Due to having the highest number of collisions, does Pacific Beach (Beat 122) have a significantly higher average of combined injuries and deaths than other beats, which do not have as many collisions?

Null Hypothesis

Collisions in Pacific Beach (Beat 122) will not have a significantly higher average of combined injuries and deaths than the average combined injuries and deaths of collisions in the other beats of San Diego.

Alternative Hypothesis

Collisions in Pacific Beach (Beat 122) have higher averages of combined injuries and deaths than collisions in other beats of San Diego.

The statistic we are looking at is the average of the sum of the number of injured and killed for each collision, which we will define as ‘average hurt’. The observed average hurt in Pacific Beach (Beat 122) was about 0.584416 people hurt each collision.

We then took the average hurt of 50,000 samples of the clean collision dataset, each of size 1,155, the amount of collisions in Pacific Beach (Beat 122), in order to see if the average hurt in Pacific Beach (Beat 122) was significantly higher than the average hurt of a random sample of collisions of the same size.

Top 10 Beats with Most Collisions.
Figure 6. Average Hurt from 50,000 Random Collision Samples.

In the graph above, the red dot represents the observed average hurt in Pacific Beach (Beat 122) and the blue histogram represents the average hurt values of the 50,000 random samples of the collision dataset. We can see that the observed average hurt value is right in the middle of the unimodal histogram’s large peak. Calculating a p-value of 0.65148 further confirms that our observed average hurt in Pacific Beach (Beat 122) is not significantly higher, like we hypothesized.

Therefore, we accept the null hypothesis that the average of combined injuries and deaths in Pacific Beach (Beat 122) is not significantly higher than the average combined injuries and deaths of collisions in the other beats of San Diego. From this conclusion, it would be reasonable to think that a high amount of collisions does not necessarily mean that more people will be injured or killed on average.

Conclusions and Insights

Based on our hypothesis test, we can conclude that just because an area has the most collisions, it doesn’t necessarily mean that area is specifically dangerous, in terms of collision-related deaths and injuries.
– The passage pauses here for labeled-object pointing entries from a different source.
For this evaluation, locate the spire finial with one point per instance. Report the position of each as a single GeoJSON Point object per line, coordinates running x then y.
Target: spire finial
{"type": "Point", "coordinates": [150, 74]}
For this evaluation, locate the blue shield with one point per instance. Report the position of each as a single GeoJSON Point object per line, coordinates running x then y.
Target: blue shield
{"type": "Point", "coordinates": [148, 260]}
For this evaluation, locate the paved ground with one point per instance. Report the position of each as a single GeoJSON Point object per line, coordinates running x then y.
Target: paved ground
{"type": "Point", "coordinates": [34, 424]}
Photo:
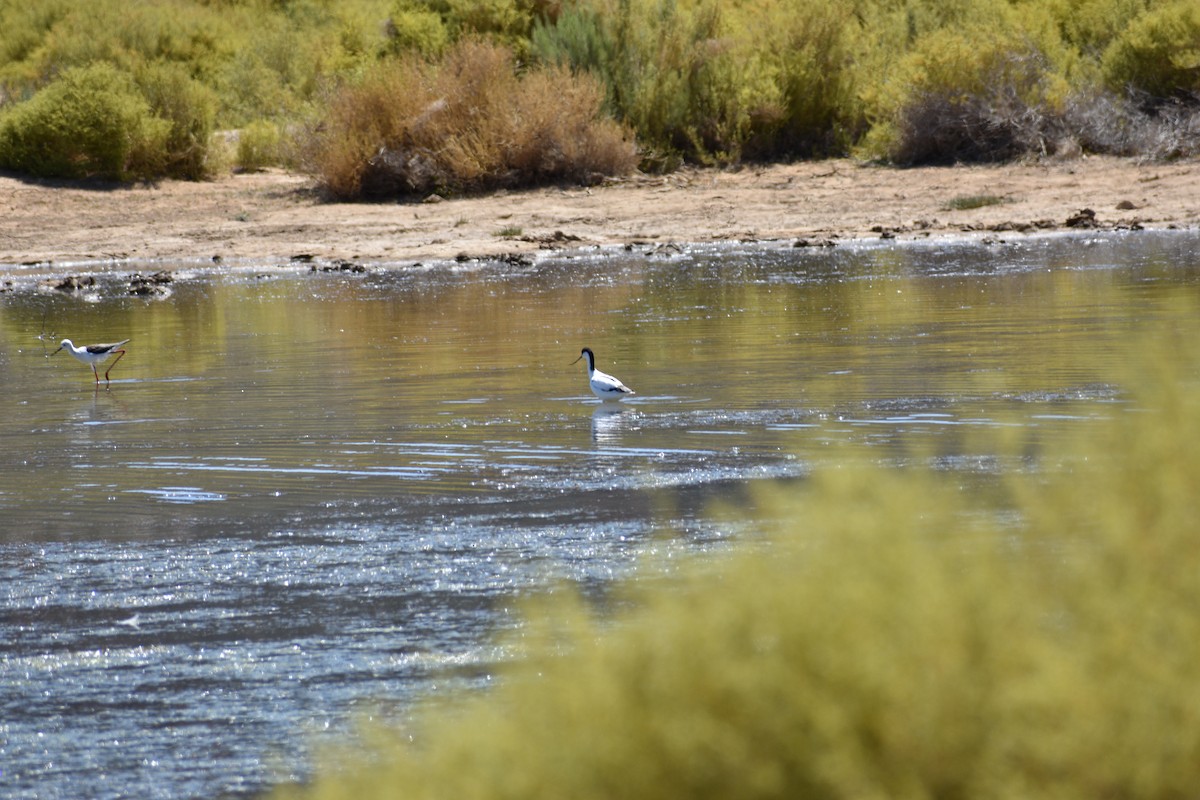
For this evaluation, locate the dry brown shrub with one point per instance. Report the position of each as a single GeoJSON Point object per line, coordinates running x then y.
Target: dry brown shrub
{"type": "Point", "coordinates": [466, 124]}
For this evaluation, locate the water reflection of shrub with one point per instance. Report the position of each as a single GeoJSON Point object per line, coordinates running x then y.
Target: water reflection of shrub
{"type": "Point", "coordinates": [897, 639]}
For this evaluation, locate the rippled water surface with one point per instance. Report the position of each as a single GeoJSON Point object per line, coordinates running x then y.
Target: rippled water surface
{"type": "Point", "coordinates": [307, 495]}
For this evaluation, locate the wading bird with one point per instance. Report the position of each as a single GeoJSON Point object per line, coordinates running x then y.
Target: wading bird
{"type": "Point", "coordinates": [94, 354]}
{"type": "Point", "coordinates": [604, 386]}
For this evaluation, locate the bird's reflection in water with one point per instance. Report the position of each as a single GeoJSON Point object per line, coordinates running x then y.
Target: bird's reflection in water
{"type": "Point", "coordinates": [610, 422]}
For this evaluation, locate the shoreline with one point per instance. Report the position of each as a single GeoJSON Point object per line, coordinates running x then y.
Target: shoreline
{"type": "Point", "coordinates": [275, 218]}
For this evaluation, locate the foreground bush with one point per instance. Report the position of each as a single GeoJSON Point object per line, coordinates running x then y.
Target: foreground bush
{"type": "Point", "coordinates": [467, 122]}
{"type": "Point", "coordinates": [898, 639]}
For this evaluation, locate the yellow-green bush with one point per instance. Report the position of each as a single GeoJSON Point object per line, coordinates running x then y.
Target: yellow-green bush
{"type": "Point", "coordinates": [712, 82]}
{"type": "Point", "coordinates": [90, 122]}
{"type": "Point", "coordinates": [897, 638]}
{"type": "Point", "coordinates": [415, 28]}
{"type": "Point", "coordinates": [705, 80]}
{"type": "Point", "coordinates": [259, 145]}
{"type": "Point", "coordinates": [463, 124]}
{"type": "Point", "coordinates": [976, 94]}
{"type": "Point", "coordinates": [1158, 53]}
{"type": "Point", "coordinates": [190, 108]}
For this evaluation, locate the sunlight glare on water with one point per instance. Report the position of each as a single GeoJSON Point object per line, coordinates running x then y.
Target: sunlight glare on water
{"type": "Point", "coordinates": [306, 497]}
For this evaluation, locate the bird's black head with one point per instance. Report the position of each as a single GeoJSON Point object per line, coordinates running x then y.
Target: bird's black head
{"type": "Point", "coordinates": [587, 353]}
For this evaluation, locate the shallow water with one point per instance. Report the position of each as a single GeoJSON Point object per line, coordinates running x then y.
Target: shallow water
{"type": "Point", "coordinates": [309, 495]}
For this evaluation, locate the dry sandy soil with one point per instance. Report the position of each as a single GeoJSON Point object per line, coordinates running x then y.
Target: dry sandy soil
{"type": "Point", "coordinates": [277, 216]}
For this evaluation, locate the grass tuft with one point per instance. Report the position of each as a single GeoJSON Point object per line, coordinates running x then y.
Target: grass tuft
{"type": "Point", "coordinates": [969, 202]}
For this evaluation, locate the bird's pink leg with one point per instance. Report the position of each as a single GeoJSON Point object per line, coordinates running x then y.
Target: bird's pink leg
{"type": "Point", "coordinates": [120, 354]}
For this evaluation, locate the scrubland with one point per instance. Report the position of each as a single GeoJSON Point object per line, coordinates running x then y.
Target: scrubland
{"type": "Point", "coordinates": [892, 633]}
{"type": "Point", "coordinates": [405, 97]}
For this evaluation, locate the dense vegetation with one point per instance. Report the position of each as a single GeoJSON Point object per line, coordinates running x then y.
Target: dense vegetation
{"type": "Point", "coordinates": [330, 85]}
{"type": "Point", "coordinates": [898, 636]}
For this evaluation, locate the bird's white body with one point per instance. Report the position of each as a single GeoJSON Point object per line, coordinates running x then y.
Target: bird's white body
{"type": "Point", "coordinates": [94, 354]}
{"type": "Point", "coordinates": [604, 385]}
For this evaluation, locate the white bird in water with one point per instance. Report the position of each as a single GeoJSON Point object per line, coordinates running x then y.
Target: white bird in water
{"type": "Point", "coordinates": [604, 385]}
{"type": "Point", "coordinates": [94, 354]}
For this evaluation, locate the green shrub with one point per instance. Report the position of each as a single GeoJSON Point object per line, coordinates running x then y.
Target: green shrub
{"type": "Point", "coordinates": [90, 122]}
{"type": "Point", "coordinates": [415, 28]}
{"type": "Point", "coordinates": [467, 122]}
{"type": "Point", "coordinates": [1158, 53]}
{"type": "Point", "coordinates": [897, 637]}
{"type": "Point", "coordinates": [259, 145]}
{"type": "Point", "coordinates": [979, 94]}
{"type": "Point", "coordinates": [190, 107]}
But our analysis and hypothesis test still leaves some questions unanswered, and even leads to other questions. Are there any reasons why those days specifically are an issue? Why are areas around Pacific Beach not as prone to injuries like we’d think? How come other areas around I-15 or Mira Mesa don’t have nearly as many casualties? There are still many different questions that can be explored.

There were also many issues with the data that would ideally get resolved if we had the opportunity to analyze this data in the future. There were multiple areas in the different data sets, such as missing data, rounded off data (times and dates being rounded), and a variety of other messy data inputs. While we considered these different things and in general these were relatively negligible (due to our large dataset), it would be interesting to determine why these certain areas or data points were missing. We also felt that the traffic data didn’t provide enough data regarding each of the roads, as it would only have data on a few roads for each day (most likely due to a specific definition of traffic or a specific threshold of number of cars). If data could be collected on the total number of cars on each road per day, this could significantly help the traffic collision analysis.
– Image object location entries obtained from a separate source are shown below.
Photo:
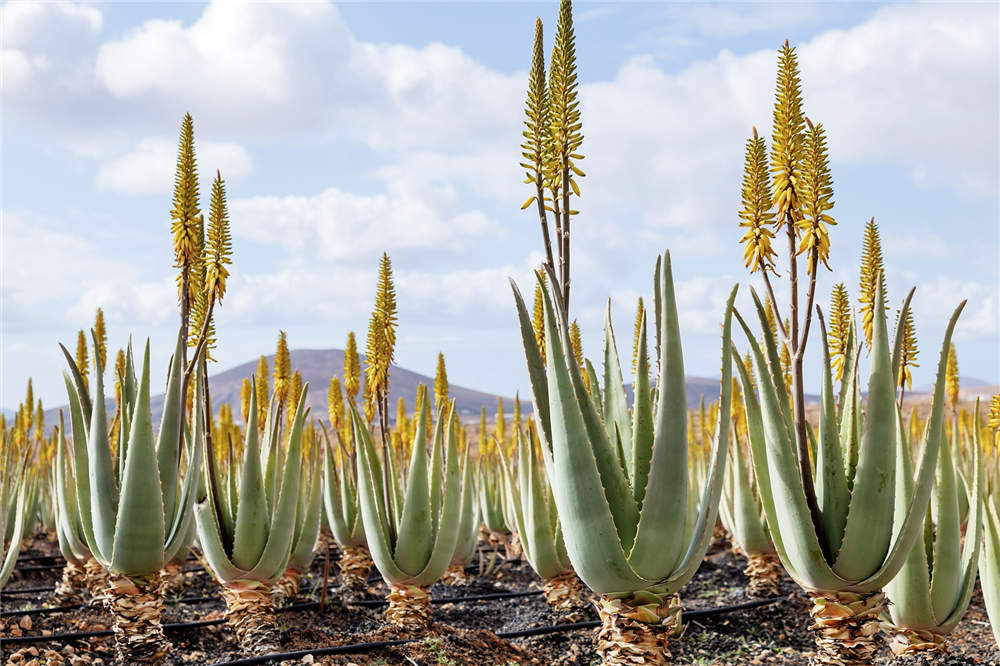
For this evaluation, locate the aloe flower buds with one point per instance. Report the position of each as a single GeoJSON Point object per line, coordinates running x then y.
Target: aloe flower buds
{"type": "Point", "coordinates": [863, 545]}
{"type": "Point", "coordinates": [412, 537]}
{"type": "Point", "coordinates": [620, 479]}
{"type": "Point", "coordinates": [534, 515]}
{"type": "Point", "coordinates": [247, 539]}
{"type": "Point", "coordinates": [930, 595]}
{"type": "Point", "coordinates": [135, 511]}
{"type": "Point", "coordinates": [343, 513]}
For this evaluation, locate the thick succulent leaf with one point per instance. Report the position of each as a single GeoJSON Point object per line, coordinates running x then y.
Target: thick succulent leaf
{"type": "Point", "coordinates": [168, 443]}
{"type": "Point", "coordinates": [81, 464]}
{"type": "Point", "coordinates": [946, 578]}
{"type": "Point", "coordinates": [139, 530]}
{"type": "Point", "coordinates": [252, 524]}
{"type": "Point", "coordinates": [869, 520]}
{"type": "Point", "coordinates": [536, 367]}
{"type": "Point", "coordinates": [373, 510]}
{"type": "Point", "coordinates": [447, 535]}
{"type": "Point", "coordinates": [103, 486]}
{"type": "Point", "coordinates": [617, 419]}
{"type": "Point", "coordinates": [415, 529]}
{"type": "Point", "coordinates": [589, 529]}
{"type": "Point", "coordinates": [909, 590]}
{"type": "Point", "coordinates": [708, 510]}
{"type": "Point", "coordinates": [790, 522]}
{"type": "Point", "coordinates": [832, 493]}
{"type": "Point", "coordinates": [642, 425]}
{"type": "Point", "coordinates": [274, 559]}
{"type": "Point", "coordinates": [913, 521]}
{"type": "Point", "coordinates": [659, 542]}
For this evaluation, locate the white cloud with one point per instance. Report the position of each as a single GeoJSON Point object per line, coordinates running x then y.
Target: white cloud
{"type": "Point", "coordinates": [149, 167]}
{"type": "Point", "coordinates": [342, 226]}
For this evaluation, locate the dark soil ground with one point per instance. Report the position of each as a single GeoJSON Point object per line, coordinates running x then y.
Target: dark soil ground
{"type": "Point", "coordinates": [462, 632]}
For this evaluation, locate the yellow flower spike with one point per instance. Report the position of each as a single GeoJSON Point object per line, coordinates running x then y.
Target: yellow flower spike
{"type": "Point", "coordinates": [102, 337]}
{"type": "Point", "coordinates": [786, 144]}
{"type": "Point", "coordinates": [352, 369]}
{"type": "Point", "coordinates": [440, 384]}
{"type": "Point", "coordinates": [815, 195]}
{"type": "Point", "coordinates": [872, 277]}
{"type": "Point", "coordinates": [908, 351]}
{"type": "Point", "coordinates": [262, 391]}
{"type": "Point", "coordinates": [756, 212]}
{"type": "Point", "coordinates": [82, 358]}
{"type": "Point", "coordinates": [282, 370]}
{"type": "Point", "coordinates": [840, 328]}
{"type": "Point", "coordinates": [246, 390]}
{"type": "Point", "coordinates": [951, 381]}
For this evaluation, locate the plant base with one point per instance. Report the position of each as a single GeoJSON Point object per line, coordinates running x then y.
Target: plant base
{"type": "Point", "coordinates": [70, 588]}
{"type": "Point", "coordinates": [250, 613]}
{"type": "Point", "coordinates": [96, 580]}
{"type": "Point", "coordinates": [455, 575]}
{"type": "Point", "coordinates": [564, 594]}
{"type": "Point", "coordinates": [764, 572]}
{"type": "Point", "coordinates": [355, 563]}
{"type": "Point", "coordinates": [409, 607]}
{"type": "Point", "coordinates": [171, 580]}
{"type": "Point", "coordinates": [136, 607]}
{"type": "Point", "coordinates": [633, 632]}
{"type": "Point", "coordinates": [846, 627]}
{"type": "Point", "coordinates": [286, 590]}
{"type": "Point", "coordinates": [912, 641]}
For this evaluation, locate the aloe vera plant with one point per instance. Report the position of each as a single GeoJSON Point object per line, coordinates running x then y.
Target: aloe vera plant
{"type": "Point", "coordinates": [620, 478]}
{"type": "Point", "coordinates": [135, 511]}
{"type": "Point", "coordinates": [468, 527]}
{"type": "Point", "coordinates": [854, 545]}
{"type": "Point", "coordinates": [932, 590]}
{"type": "Point", "coordinates": [742, 511]}
{"type": "Point", "coordinates": [247, 536]}
{"type": "Point", "coordinates": [989, 556]}
{"type": "Point", "coordinates": [412, 536]}
{"type": "Point", "coordinates": [343, 513]}
{"type": "Point", "coordinates": [535, 518]}
{"type": "Point", "coordinates": [307, 523]}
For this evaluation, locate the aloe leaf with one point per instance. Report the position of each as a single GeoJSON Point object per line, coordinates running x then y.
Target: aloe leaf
{"type": "Point", "coordinates": [168, 443]}
{"type": "Point", "coordinates": [103, 486]}
{"type": "Point", "coordinates": [832, 493]}
{"type": "Point", "coordinates": [592, 539]}
{"type": "Point", "coordinates": [536, 366]}
{"type": "Point", "coordinates": [659, 542]}
{"type": "Point", "coordinates": [250, 534]}
{"type": "Point", "coordinates": [415, 529]}
{"type": "Point", "coordinates": [139, 530]}
{"type": "Point", "coordinates": [447, 535]}
{"type": "Point", "coordinates": [372, 506]}
{"type": "Point", "coordinates": [913, 521]}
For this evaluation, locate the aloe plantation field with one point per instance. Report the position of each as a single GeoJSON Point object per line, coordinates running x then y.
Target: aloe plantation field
{"type": "Point", "coordinates": [716, 284]}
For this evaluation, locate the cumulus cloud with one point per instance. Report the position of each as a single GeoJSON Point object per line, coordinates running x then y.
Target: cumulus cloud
{"type": "Point", "coordinates": [149, 168]}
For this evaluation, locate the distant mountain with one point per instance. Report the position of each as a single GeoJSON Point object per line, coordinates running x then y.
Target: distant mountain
{"type": "Point", "coordinates": [318, 365]}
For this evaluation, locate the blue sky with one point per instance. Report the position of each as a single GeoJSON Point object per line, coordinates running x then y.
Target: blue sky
{"type": "Point", "coordinates": [347, 130]}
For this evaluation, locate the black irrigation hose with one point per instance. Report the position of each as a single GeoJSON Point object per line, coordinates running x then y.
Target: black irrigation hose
{"type": "Point", "coordinates": [364, 647]}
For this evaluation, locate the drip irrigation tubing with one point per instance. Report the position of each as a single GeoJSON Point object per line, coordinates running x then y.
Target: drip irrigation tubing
{"type": "Point", "coordinates": [364, 647]}
{"type": "Point", "coordinates": [523, 633]}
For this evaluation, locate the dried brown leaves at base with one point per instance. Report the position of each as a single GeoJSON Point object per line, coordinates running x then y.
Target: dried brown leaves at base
{"type": "Point", "coordinates": [409, 607]}
{"type": "Point", "coordinates": [136, 608]}
{"type": "Point", "coordinates": [914, 641]}
{"type": "Point", "coordinates": [286, 590]}
{"type": "Point", "coordinates": [625, 640]}
{"type": "Point", "coordinates": [764, 572]}
{"type": "Point", "coordinates": [70, 588]}
{"type": "Point", "coordinates": [250, 613]}
{"type": "Point", "coordinates": [846, 627]}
Given our identification of the most impacted traffic regions in San Diego through looking at traffic collision data over the past 4 years, we can suggest drivers and businesses optimize their routes to avoid these areas and roads with around 50% more collisions for safer and more efficient commutes.

Overall, while we’ve taken a large step in analyzing this data, there’s still much to explore. Traffic will always be a large part of transportation, but with the strength of Data Science, large strides can be made to make traffic a thing of the past.

References

USA Today. 2015. “10 Cities with the Worst Traffic”.
CBS News. 2010. “America’s Deadliest Roads”.